Superfund
Progress, Problems, and Future Outlook Gao ID: T-RCED-99-128 March 23, 1999Despite the long duration past cleanups, Superfund is within sight of completing the construction of cleanup remedies at most of the sites on the National Priorities List. However, management problems and cost control issues that GAO has cited for years persist. Because few sites have been admitted to the program in recent years, the pipeline for the List is clearing out. On the other hand, many sites in the Environmental Protection Agency's (EPA) inventory of potential List sites still need attention and possible cleanup, but EPA and the states have postponed decisions, sometimes for up to 10 years or longer, on how to address them. During the past two decades, states have strengthened their capacity to deal with site cleanups to varying degrees. Some have substantial programs, while others claim to have little ability to pay for cleanups. Moreover, not all of the states have adequate enforcement authority to force responsible parties to pay for cleanups. Because the states now have the lead for screening sites for List consideration, future List sites could disproportionately represent complex cleanups for which responsible parties cannot be found or are unwilling to ante up the full cleanup cost. GAO recommends that EPA work with the states to assign responsibility among themselves for these sites.
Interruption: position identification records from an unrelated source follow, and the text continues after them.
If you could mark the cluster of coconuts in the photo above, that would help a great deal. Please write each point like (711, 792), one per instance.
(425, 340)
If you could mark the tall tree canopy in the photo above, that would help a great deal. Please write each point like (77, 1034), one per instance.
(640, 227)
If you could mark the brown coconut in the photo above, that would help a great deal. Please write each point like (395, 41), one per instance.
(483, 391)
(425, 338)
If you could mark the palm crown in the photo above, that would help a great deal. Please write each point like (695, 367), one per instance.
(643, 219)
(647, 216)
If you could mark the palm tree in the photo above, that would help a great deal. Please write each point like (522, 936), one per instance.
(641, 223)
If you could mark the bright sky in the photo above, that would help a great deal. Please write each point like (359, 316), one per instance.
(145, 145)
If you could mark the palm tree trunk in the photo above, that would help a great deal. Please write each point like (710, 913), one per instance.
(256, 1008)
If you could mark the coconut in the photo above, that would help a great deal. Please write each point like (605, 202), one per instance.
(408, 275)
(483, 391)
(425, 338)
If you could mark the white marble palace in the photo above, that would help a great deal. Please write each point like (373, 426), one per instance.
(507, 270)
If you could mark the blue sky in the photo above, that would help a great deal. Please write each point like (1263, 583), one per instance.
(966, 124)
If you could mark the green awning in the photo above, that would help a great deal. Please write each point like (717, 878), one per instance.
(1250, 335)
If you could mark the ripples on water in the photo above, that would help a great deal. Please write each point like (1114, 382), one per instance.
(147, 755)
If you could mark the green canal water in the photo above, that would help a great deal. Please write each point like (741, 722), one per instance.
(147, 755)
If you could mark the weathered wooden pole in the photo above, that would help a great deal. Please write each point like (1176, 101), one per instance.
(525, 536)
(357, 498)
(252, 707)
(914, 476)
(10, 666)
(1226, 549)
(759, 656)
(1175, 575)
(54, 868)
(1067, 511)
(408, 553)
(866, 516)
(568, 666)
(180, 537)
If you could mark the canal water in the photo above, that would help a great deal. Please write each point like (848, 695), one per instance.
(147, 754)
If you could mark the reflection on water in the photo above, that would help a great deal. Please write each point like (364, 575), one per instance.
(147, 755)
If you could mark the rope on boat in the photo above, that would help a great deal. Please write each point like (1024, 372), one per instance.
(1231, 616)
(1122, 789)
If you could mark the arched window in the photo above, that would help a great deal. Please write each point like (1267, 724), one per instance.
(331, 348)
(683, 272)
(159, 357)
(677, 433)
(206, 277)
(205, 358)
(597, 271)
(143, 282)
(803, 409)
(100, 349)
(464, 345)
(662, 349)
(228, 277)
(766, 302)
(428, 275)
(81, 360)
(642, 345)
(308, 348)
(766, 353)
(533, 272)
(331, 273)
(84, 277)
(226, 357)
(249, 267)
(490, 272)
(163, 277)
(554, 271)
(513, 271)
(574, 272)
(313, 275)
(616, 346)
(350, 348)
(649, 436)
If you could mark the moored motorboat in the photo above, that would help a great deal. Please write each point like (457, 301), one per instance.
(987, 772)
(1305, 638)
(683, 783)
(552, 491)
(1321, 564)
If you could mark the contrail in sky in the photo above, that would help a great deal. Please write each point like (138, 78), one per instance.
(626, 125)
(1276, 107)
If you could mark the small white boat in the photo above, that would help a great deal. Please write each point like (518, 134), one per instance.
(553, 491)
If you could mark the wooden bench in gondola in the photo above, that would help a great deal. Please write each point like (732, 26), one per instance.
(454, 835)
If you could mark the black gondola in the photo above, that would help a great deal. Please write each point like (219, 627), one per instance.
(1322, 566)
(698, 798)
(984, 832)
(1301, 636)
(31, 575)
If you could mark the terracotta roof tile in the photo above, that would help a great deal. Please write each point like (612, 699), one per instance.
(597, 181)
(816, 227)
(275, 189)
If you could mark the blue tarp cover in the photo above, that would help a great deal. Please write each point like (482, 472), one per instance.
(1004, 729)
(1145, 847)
The Superfund reauthorization process gives Congress an opportunity to help guide EPA and the states in allocating responsibility for dealing with these sites.
GAO noted that: (1) in the past GAO has called attention to the slow pace of cleanups in the Superfund program; (2) however, 17 years after sites were first placed on the Superfund list, many of the sites have progressed a considerable distance through the cleanup process; (3) decisions about how to clean up the great majority of these sites have been made, and the construction and cleanup remedies have been completed at over 40 percent of the sites; (4) the Environmental Protection Agency's (EPA) goal is to complete the construction of remedies at 1,200 sites by 2005; (5) work to clean up groundwater will continue at many sites after remedies are constructed; (6) despite the progress that Superfund has made toward site cleanups, certain management problems persist; (7) these problems include the: (a) difficulty in controlling contract costs; (b) failure to recover certain federal cleanup costs from the parties who are responsible for the contaminated sites; and (c) selection of sites for cleanup without assurance that they are the most dangerous sites to human health and the environment; (8) these problems have caused GAO to include the program on its list of federal programs vulnerable to waste and abuse; (9) furthermore, GAO's analysis indicates that the costs of on-site work by cleanup contractors represent less than half of the spending in the program; (10) there is considerable uncertainty about the future workload of the Superfund program; (11) resolving this uncertainty depends largely on deciding how to divide responsibility for the cleanup of sites between EPA and the states; (12) the number of sites that have entered the Superfund program in recent years has decreased as EPA has focused its resources on completing work at existing sites and the states have developed their own programs for cleaning up sites; (13) according to EPA and state officials who responded to the survey, a large number of sites in EPA's inventory of potential Superfund sites are contaminating groundwater and drinking water sources and causing other problems and may need cleanup; (14) GAO recommended that EPA work with the states to assign responsibility for these sites among themselves; and (15) the Superfund reauthorization process gives Congress an opportunity to help guide EPA and the states in allocating responsibility for addressing these sites.